By Luke Williamson, Executive Staff

By 2030, Sewanee will be completely carbon neutral. Or, at least, that’s the agreement that Vice-Chancellor Joel Cunningham signed in 2007 in an agreement called The Presidential Climate Commitment.

As part of its responsibility to The Presidential Climate Commitment, Sewanee created a Sustainability Master Plan document that outlines a number of strategic goals through which Sewanee might become a greener, more environmentally-aware campus. One way that Sewanee hopes to be greener is by minimizing its carbon footprint until it eventually reaches carbon neutrality.

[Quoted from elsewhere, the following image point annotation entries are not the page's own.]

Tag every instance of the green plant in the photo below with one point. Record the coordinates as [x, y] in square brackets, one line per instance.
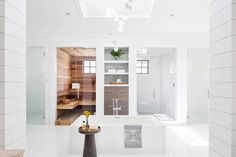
[117, 53]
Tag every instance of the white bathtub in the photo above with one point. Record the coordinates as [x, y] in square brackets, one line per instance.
[111, 138]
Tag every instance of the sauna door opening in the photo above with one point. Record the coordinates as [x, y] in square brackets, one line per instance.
[76, 83]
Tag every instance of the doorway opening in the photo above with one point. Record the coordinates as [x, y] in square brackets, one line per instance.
[76, 83]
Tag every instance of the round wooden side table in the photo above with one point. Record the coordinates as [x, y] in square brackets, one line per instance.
[89, 141]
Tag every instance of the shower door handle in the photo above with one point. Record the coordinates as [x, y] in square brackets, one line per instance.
[154, 94]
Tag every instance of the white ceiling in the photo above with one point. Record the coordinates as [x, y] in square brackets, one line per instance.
[48, 16]
[140, 8]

Nick Cookson, Sustainability Program Manager, explained that one way that carbon neutrality goals are often met is through carbon sequestration (long-term carbon storage, often in order to mitigate climate change). Carbon sequestration is often accomplished through renewable energy credits.

“It’s like a certificate. You buy X amount; it’s pretty cheap, and what that means is that you have purchased a certain amount of power generated from renewable energy somewhere in the United States and that you can use that to offset your own emissions,” said Cookson.

But, Cookson explained, simply buying renewable energy credits is somewhat of a cop-out.

“It’s frowned upon in the environmental community because it’s like buying your way out… because you’re not really doing anything,” he continued.

That’s where Haiti comes in. One of the outlined strategies for reaching carbon neutrality in the Sustainability Master Plan document is by examining the feasibility of carbon sequestration programs off of The Domain—namely, in Haiti.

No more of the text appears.